Tra poche settimane entreremo nel mese di agosto, che per molti è il periodo delle vacanze, un momento di giubilo, ma rappresenta una scoglio enorme per la nostra finanza. I più attenti ricorderanno sicuramente come la prima settimana dell’agosto 2011 è stata decisiva per il rialzo delle spread italiano a livelli allarmanti, che ancora oggi rimangono tali. In pochi giorni il livello dello spread raggiunse quota 300 punti, per continuare a salire nei mesi successivi, fino al picco massimo di 575 punti.
Non è un caso che ha portato l’anno scorso lo spread a salire di colpo nel mese di agosto, del resto le condizioni negative sui nostri titoli di Stato erano tali anche nel mese di luglio o giugno 2011. Nel mese di agosto gli scambi finanziari scendono di tantissimo, gli operatori di mercato chiudono le loro attività e questo comporta una crisi di liquidità nel sistema finanziario globale. La conseguenza per chi ha già gli occhi della speculazione finanziaria addosso è quella di vedere galoppare il tasso d’interesse sui titoli di stato in maniera incisiva.
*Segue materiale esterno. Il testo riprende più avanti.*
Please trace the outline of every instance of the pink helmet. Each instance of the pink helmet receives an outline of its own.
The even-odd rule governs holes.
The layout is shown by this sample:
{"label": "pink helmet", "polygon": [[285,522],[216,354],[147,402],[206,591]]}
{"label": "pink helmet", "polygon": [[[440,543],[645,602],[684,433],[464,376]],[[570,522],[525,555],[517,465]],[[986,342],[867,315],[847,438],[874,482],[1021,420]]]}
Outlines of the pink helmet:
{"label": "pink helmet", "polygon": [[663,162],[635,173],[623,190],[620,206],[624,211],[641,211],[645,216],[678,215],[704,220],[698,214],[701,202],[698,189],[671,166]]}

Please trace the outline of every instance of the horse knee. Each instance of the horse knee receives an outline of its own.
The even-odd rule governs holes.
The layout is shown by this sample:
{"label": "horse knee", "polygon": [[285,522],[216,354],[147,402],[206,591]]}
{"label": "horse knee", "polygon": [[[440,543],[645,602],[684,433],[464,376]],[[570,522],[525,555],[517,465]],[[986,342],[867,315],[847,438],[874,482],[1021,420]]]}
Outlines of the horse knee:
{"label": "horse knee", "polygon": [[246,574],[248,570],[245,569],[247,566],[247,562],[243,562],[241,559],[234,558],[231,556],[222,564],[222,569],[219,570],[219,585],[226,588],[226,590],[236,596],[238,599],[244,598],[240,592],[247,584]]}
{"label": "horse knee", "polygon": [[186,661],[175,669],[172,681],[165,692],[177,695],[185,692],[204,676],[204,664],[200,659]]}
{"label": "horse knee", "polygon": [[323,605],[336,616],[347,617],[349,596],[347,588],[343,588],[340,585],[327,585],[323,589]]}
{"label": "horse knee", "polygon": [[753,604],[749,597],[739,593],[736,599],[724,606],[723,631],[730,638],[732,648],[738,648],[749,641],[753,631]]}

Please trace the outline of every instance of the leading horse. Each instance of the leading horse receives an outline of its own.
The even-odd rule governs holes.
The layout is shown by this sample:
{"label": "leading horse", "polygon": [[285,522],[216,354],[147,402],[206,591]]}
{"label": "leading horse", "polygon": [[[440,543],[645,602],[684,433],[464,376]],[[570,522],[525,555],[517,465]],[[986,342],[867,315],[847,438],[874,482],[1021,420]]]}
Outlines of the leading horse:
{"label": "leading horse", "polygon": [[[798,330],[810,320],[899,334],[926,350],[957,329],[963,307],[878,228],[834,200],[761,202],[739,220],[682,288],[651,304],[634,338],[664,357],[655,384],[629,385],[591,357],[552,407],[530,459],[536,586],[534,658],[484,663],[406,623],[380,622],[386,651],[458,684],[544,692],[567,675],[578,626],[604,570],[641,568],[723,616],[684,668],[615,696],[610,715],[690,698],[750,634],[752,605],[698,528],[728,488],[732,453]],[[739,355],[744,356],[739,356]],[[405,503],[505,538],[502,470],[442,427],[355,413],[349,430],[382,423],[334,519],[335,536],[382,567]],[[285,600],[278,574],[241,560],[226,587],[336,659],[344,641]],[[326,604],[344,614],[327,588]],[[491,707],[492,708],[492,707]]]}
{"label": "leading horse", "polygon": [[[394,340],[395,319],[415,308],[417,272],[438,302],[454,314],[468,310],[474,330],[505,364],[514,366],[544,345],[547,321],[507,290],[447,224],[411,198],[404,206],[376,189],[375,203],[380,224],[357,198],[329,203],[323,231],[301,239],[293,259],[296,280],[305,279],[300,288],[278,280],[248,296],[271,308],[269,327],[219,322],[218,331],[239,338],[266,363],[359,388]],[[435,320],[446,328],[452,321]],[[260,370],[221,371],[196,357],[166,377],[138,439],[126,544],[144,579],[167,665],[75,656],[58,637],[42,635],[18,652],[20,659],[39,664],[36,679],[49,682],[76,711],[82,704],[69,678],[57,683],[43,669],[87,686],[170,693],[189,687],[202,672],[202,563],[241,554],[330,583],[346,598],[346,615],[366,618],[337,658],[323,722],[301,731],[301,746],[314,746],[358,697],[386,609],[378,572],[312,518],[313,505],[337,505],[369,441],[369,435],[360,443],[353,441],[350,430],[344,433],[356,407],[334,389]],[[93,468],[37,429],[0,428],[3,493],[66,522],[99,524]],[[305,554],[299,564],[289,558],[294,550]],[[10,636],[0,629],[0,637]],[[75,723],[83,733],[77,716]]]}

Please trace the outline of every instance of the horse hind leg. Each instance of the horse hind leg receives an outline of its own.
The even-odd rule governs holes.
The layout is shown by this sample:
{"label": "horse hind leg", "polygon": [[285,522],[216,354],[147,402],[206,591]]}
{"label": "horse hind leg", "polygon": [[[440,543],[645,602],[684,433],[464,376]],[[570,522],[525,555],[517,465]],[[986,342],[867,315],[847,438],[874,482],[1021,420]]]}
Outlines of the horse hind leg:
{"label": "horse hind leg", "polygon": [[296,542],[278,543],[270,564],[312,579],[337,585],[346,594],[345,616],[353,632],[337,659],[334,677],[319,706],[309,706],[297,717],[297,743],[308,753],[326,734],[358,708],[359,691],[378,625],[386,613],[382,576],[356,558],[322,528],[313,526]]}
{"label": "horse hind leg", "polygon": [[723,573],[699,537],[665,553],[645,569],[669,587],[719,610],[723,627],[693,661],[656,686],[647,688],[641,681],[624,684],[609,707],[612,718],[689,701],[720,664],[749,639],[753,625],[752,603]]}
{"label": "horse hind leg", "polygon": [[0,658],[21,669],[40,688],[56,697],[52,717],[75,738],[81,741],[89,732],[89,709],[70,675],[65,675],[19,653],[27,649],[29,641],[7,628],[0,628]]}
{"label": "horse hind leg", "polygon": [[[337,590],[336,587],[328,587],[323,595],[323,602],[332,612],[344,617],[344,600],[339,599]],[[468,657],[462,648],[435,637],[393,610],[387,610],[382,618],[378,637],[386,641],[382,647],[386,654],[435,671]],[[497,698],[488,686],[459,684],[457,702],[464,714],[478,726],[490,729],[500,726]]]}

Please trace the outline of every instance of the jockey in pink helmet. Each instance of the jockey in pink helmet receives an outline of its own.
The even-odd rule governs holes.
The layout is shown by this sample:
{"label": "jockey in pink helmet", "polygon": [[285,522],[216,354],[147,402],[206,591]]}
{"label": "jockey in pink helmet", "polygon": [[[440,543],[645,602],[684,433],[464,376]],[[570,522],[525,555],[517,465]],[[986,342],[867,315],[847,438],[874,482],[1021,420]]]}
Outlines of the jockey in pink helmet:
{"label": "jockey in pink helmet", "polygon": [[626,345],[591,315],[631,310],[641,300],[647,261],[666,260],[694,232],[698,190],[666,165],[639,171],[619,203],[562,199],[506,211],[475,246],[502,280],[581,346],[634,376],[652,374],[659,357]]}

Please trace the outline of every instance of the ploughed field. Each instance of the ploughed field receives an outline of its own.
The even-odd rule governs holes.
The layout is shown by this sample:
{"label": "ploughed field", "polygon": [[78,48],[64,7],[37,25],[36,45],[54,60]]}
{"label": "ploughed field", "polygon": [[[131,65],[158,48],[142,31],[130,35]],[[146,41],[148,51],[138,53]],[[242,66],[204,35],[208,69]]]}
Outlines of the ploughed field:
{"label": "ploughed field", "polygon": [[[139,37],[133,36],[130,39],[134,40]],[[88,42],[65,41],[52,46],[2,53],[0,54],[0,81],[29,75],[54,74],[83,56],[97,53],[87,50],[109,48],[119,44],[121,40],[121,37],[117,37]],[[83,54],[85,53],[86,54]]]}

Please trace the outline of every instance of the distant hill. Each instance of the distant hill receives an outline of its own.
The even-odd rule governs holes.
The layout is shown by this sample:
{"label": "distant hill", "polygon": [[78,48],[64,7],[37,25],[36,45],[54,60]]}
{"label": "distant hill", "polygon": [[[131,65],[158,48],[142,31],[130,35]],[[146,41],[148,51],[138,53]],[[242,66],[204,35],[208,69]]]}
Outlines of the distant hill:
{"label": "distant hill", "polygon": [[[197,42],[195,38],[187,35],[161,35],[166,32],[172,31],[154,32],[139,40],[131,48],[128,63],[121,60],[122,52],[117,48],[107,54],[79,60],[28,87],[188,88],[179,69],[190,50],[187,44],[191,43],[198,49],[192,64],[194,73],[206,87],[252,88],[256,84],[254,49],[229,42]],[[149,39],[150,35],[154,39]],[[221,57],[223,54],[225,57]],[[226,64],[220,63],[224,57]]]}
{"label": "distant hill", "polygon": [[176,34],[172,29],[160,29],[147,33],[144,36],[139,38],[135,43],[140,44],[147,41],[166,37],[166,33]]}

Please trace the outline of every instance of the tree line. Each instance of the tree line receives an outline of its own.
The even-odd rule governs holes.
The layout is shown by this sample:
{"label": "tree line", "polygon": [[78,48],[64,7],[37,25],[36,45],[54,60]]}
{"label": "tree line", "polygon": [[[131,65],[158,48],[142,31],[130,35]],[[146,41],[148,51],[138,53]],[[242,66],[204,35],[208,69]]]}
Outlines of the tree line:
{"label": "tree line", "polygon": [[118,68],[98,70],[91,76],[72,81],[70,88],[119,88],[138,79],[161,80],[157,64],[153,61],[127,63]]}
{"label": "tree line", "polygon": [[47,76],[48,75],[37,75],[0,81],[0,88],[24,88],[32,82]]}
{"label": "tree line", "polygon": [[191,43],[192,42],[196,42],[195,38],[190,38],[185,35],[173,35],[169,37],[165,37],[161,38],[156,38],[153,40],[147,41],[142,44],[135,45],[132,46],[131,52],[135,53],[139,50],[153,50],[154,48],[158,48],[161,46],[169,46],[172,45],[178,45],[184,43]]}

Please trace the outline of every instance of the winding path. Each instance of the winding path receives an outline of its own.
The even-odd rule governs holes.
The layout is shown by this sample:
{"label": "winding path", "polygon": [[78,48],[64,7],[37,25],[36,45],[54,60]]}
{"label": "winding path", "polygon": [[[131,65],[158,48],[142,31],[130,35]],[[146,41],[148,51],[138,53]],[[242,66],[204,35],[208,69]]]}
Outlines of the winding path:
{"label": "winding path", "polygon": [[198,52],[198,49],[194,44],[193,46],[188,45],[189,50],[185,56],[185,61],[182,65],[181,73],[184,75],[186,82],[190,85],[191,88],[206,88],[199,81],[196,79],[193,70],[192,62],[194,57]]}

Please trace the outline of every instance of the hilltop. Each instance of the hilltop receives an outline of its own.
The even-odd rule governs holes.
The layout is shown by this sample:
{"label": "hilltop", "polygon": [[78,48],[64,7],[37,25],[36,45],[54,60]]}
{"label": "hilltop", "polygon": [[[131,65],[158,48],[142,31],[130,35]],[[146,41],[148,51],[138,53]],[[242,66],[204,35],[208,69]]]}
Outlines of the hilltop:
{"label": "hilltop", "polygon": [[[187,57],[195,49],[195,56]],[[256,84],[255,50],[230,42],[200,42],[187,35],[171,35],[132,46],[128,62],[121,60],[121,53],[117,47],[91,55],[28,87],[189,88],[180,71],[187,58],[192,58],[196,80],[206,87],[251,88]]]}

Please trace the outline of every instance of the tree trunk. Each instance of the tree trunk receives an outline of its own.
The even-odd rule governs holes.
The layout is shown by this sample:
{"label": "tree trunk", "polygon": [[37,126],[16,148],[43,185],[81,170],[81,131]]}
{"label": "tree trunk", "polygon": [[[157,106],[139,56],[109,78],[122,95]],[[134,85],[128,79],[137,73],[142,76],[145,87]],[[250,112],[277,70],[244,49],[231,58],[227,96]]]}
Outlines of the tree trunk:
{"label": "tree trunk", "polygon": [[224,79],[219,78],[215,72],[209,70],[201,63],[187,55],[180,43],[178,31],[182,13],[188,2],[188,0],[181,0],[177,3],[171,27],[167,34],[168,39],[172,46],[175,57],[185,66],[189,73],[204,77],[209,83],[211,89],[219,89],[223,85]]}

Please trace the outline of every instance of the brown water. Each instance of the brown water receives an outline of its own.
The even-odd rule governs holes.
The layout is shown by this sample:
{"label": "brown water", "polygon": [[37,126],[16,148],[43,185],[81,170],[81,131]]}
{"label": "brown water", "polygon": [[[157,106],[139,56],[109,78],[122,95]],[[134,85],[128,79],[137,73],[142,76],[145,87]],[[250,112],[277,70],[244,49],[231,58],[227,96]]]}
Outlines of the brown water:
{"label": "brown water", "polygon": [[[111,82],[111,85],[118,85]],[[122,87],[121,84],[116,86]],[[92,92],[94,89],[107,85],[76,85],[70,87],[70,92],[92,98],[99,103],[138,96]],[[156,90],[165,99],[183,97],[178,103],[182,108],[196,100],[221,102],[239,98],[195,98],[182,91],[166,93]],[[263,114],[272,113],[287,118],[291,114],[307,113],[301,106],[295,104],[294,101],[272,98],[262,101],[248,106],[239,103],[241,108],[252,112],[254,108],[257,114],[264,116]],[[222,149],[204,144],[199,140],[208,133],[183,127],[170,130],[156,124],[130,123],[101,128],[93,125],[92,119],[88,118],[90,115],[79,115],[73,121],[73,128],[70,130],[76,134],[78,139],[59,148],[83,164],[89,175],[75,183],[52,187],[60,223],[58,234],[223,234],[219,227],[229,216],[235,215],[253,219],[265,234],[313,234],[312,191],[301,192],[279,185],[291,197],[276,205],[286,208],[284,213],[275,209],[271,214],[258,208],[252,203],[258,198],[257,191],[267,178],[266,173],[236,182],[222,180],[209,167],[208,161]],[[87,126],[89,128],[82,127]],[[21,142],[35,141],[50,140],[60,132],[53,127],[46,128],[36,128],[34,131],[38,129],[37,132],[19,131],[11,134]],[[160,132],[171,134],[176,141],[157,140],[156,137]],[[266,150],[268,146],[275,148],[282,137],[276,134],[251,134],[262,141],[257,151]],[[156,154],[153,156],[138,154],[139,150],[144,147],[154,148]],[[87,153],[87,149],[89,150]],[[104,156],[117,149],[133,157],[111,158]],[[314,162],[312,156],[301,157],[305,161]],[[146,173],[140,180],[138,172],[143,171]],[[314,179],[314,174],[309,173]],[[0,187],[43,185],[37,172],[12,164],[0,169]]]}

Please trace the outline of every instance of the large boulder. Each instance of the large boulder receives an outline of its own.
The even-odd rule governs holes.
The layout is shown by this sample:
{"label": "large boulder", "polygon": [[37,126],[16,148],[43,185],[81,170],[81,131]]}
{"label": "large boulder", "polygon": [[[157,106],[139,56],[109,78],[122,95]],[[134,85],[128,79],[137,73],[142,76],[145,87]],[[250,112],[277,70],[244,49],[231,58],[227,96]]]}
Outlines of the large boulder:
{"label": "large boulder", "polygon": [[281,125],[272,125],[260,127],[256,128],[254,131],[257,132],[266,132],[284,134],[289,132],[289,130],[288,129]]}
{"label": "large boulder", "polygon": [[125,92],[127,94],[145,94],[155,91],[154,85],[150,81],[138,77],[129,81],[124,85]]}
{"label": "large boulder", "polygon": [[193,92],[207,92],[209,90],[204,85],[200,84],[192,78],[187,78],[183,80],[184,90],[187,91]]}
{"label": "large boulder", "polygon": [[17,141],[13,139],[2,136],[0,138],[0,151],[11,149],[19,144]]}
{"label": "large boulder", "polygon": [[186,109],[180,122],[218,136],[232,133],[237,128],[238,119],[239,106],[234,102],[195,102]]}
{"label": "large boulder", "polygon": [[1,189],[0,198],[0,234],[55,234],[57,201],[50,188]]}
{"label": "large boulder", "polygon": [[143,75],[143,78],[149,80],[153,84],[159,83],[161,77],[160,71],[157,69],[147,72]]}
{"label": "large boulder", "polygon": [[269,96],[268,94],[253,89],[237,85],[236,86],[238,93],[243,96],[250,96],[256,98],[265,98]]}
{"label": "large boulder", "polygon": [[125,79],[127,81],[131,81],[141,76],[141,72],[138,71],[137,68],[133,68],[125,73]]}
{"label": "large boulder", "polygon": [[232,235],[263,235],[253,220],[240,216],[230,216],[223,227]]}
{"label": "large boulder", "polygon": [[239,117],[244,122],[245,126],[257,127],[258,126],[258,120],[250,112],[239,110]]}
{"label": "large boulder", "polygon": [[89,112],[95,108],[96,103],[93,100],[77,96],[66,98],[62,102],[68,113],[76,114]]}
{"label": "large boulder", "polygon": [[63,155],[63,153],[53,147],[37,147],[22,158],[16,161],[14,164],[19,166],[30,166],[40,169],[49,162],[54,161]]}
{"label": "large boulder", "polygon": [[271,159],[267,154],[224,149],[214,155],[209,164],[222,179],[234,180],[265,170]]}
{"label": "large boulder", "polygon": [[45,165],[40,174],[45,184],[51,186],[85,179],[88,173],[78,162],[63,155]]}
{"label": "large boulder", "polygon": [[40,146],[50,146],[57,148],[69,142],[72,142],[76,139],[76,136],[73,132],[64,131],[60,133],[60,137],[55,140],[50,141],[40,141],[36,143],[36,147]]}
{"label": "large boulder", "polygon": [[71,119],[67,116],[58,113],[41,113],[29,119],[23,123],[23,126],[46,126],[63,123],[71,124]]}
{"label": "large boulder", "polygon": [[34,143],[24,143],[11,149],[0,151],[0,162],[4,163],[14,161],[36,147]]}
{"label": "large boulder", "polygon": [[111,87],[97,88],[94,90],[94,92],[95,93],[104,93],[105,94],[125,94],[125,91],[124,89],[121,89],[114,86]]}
Non è un caso neanche il taglio dell’agenzia Moody’s sul nostro rating alla vigilia del mese di agosto. Se di fatti le agenzie sono guidate velatamente dai grandi speculatori finanziari, avere un taglio negativo sull’Italia, permetterà ai grandi investitori di acquisire titoli di stato ad interessi maggiori.
Le dichiarazioni della Merkel al giornale tedesco ZDF sullo solidarietà europea di certo non aiuteranno l’Italia nel breve termine “ se si ha una moneta comune questo significa, naturalmente, che oltre ai vantaggi ci sono degli obblighi e che le decisioni politiche di ogni singolo membro hanno effetto sugli altri Paesi“. Significa in parole povere, che la ratifica dello scudo anti – spread di fine giugno, tarderà ad arrivare. A fronte di svariati miliardi di debito pubblico europeo, potenzialmente da salvare, avremo nel mese di agosto solo il fondo EFSM di poche decine di miliardi a difesa della speculazione finanziaria sui paesi PIGS (ITALIA, SPAGNA, PORTOGALLO E GRECIA).
Per tutti i motivi di cui sopra, senza considerare le tensioni politiche interne al paese, non è difficile immaginare come l’Italia sarà soggetta ad attacchi speculativi molto forti, che porteranno lo spread a ballare tra i 400 punti fino ad un massimo di 600-700 punti.